The Limits of Email
Email is my lifeline to friends and family on the other side of the pond. I am techno savvy enough to be able to include photos from time to time and perhaps next year I'll (finally) get VOIP set up and a web cam. I know I am behind times, but sometimes with approximations the better it is the worse it can be.
I had an email from a friend whose mother is ill. My friend and I are of an age where our parents are the ones who need looking after. My friend doesn't need me to help her arrange transport or find a doctor or find a place for her mom when she comes out of hospital. My friend and her mom are well looked after in that regard, but I think she needs me to be there and do nothing with her. I might pull out my knitting and she could tell me stories about her mother or I could cook a meal and when she came home from visiting her mom, she could have something warm to eat. She could pick at it or just shake her head and say No thanks, but she would have a choice.
We might walk. I can imagine the little prairie spot in a remnant woods not far from where I used to live where we have walked before. The last time we walked it was warm--late summer fading into Autumn. Some flowers were still blooming, but many had seed heads dozing in the sunshine. I can imagine we are walking there now. My friend is walking fast because she likes to walk fast when she has things on her mind.

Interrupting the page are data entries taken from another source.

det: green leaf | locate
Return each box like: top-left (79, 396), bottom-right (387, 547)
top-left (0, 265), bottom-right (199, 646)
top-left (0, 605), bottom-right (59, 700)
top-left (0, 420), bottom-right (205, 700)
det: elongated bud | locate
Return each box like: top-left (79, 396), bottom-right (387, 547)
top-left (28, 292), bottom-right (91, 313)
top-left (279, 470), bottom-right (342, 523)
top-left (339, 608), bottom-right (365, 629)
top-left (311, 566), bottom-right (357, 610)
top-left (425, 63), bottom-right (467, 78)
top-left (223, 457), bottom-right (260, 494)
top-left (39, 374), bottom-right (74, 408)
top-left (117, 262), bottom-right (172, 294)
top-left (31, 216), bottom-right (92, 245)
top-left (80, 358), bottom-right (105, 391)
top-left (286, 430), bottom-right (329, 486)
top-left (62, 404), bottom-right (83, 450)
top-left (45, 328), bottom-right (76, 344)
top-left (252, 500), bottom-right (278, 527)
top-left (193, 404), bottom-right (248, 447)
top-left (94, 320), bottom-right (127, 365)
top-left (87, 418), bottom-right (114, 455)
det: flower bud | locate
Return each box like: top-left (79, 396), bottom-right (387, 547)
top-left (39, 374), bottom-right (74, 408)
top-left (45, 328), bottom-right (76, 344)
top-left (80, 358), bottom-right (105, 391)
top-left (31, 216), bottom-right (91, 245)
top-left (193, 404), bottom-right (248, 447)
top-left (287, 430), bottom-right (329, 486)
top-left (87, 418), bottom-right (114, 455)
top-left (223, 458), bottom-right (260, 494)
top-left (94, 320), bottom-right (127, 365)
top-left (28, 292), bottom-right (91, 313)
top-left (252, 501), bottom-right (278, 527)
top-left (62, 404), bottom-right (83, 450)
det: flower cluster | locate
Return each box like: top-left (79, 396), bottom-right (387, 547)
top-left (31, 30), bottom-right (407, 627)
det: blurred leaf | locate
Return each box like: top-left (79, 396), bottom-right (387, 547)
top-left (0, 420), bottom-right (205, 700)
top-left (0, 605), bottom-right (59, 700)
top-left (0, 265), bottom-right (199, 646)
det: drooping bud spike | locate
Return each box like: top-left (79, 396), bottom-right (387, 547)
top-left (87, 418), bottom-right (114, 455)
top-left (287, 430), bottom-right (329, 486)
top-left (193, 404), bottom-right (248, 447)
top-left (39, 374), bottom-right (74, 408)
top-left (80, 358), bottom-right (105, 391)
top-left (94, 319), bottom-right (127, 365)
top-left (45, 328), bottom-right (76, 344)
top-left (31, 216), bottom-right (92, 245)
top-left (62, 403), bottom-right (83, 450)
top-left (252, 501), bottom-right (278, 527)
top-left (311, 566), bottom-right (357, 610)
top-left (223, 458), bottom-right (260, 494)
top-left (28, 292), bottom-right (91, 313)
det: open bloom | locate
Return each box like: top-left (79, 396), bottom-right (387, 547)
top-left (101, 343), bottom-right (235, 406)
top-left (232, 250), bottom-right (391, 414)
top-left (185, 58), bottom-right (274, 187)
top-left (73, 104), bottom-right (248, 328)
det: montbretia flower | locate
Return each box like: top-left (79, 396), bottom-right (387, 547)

I understand it is a bit like being chased, but chased by something from the inside. I smile and wave her on. I'll catch up with her in the deepest part of the woods. I am slow because I want to hear the snow crunch beneath my feet. I want to look at the pattern of my tread in the snow, where the bright winter light makes blue shadows. I may even try to capture the snow on seed heads with my camera. I will struggle to remember the difference in light. Winter in Indiana can offer up a bright white light, so unlike the lazy summer light of here in the North.
I will walk slowly to listen to the stream that runs lightly under the little wooden bridge. It is a creek, not a burn, I will remind myself and maybe even say "crick" the way some folks in Indiana do and laugh at how my mother would disdain such pronunciations. What would she think of my living on a farm? She had been so eager to leave behind country life. I am sure she would make a romance of it. That was how she reconciled everything. I cannot help but remember my mother now but she has been gone for more than a decade.
Now it is my turn to feel chased. I shake off the reverie, tuck my camera into my pocket, and hurry to catch up with my friend among the big trees.
1 Comments:
I'm touched. I'll print it out and show it to Mom. I'll send a link to my brothers and sisters. Thank you.
Is there a photo that should show up? I see a box with an X in it.